「老人党」と「若者党」 こうなれば分かりやすい
(インタビュー「若者を棄てない政治」第3回/フリーライター・赤木智弘さん)

2009/8/19 14:55

   バブル崩壊後の就職氷河期に社会に送り出された若者は「ロストジェネレーション」と呼ばれる。終身雇用が当たり前だった団塊世代と違い、派遣社員やフリーターとして不安定な生活を送る者も多い。そんな世代間格差に対して声をあげる若者も出てきた。その代表といえる元フリーターのフリーライター、赤木智弘さん(34歳)は「どの政党も若者支援のビジョンがない」と批判する。

今は現役世代が経済的に弱く、老齢世代が強い力をもっている

「国民全体にいい顔ができるような政策は、たぶんもうできない」という赤木智弘さん
「国民全体にいい顔ができるような政策は、たぶんもうできない」という赤木智弘さん

――今回の衆院選では自民党も民主党も「子育て支援」の政策を打ち出して、若者世代の票を取り込もうとしています。

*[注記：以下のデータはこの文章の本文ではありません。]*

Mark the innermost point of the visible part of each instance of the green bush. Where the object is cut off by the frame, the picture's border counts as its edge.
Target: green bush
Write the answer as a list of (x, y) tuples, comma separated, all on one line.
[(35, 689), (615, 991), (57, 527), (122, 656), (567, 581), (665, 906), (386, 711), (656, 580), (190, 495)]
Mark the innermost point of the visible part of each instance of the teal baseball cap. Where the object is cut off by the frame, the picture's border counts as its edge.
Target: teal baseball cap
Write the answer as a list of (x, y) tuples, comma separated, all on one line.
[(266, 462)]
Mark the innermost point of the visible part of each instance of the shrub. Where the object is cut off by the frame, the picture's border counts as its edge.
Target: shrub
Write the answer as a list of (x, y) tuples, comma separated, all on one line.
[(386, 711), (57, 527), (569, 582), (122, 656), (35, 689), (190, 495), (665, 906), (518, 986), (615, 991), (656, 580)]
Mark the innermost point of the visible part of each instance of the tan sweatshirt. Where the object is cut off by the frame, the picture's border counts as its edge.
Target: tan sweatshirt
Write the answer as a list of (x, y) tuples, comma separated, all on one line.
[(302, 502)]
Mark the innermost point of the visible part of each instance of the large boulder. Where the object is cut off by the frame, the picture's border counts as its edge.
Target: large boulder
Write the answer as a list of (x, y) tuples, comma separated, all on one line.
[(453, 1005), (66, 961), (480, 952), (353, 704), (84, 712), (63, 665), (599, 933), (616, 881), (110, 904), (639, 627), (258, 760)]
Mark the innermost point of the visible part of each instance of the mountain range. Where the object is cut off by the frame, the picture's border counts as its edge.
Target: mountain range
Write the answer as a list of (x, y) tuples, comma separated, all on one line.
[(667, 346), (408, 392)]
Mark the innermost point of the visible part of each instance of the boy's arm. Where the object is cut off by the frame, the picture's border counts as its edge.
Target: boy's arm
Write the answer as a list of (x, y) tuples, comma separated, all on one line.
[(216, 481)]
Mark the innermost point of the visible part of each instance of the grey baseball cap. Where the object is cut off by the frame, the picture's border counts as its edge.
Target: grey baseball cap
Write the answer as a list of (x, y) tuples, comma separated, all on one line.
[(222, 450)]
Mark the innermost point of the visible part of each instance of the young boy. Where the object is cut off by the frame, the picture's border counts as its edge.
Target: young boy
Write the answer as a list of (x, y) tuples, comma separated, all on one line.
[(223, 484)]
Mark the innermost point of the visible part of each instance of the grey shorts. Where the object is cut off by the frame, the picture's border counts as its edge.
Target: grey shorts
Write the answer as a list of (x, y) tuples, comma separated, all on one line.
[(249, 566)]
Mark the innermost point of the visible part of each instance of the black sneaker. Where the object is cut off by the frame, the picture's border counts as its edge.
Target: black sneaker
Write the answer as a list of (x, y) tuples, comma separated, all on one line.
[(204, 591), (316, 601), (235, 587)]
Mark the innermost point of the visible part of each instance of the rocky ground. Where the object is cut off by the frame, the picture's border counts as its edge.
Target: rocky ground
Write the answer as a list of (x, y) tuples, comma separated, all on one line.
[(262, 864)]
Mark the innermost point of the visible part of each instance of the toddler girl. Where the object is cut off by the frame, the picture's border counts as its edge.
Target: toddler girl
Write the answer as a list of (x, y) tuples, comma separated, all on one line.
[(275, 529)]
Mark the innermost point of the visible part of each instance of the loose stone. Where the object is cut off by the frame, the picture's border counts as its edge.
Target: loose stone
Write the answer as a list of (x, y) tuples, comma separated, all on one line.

赤木 子育てをするには経済力が必要ですが、今の若い人は経済的に余裕がないので、子育て支援は当然のことだと思います。しかし、子育て支援だけしても意味がない。子育てもお金がかかりますが、それ以前にお金がなくて結婚できない人もいるわけです。そういう人たちも含めてトータルにサポートしていくことが必要です。

――経済的に余裕がない若者をサポートするために、どんな政策が求められているのでしょうか?

赤木 年金制度の根本的な見直しです。本気で若い人を支援しようとするなら、「子ども手当て」などの場当たり的な政策では不十分です。老齢世代への年金の分配を減らし、若い世代の負担を軽くするべきです。

――なぜそのような見直しが必要なのですか?

赤木 今までの日本社会は経済成長をしていましたから、基本的にインフレベースで、現役世代が強く、老齢になるとそれまで得てきた資産を少しずつ失っていくという構造でした。一人の人の経済状況を山にたとえると、だいたい50代ぐらいに頂上があって、そこから徐々に下がっていく感じ。老齢世代は経済的に弱いから、年金制度で山の上のほうから下のほうへお金を分配する方式になっていたわけです。

――それが今はどうなっているのでしょう?

赤木 今はぐちゃぐちゃです。終身雇用や年功序列が崩れ、非正規雇用も増えた結果、若い現役世代のピークはぐんと下がってなだらかな丘になってしまいました。その一方で、老齢世代は高度経済成長やバブルのときに獲得した資産をまだ溜め込んでいる。つまり、以前とは逆に、現役世代が経済的に弱く、老齢世代が強い力をもっている。それにもかかわらず、いまだに現役世代から老齢世代にお金を分配しようとしているので、低いところにいる若い人たちが苦労しているのです。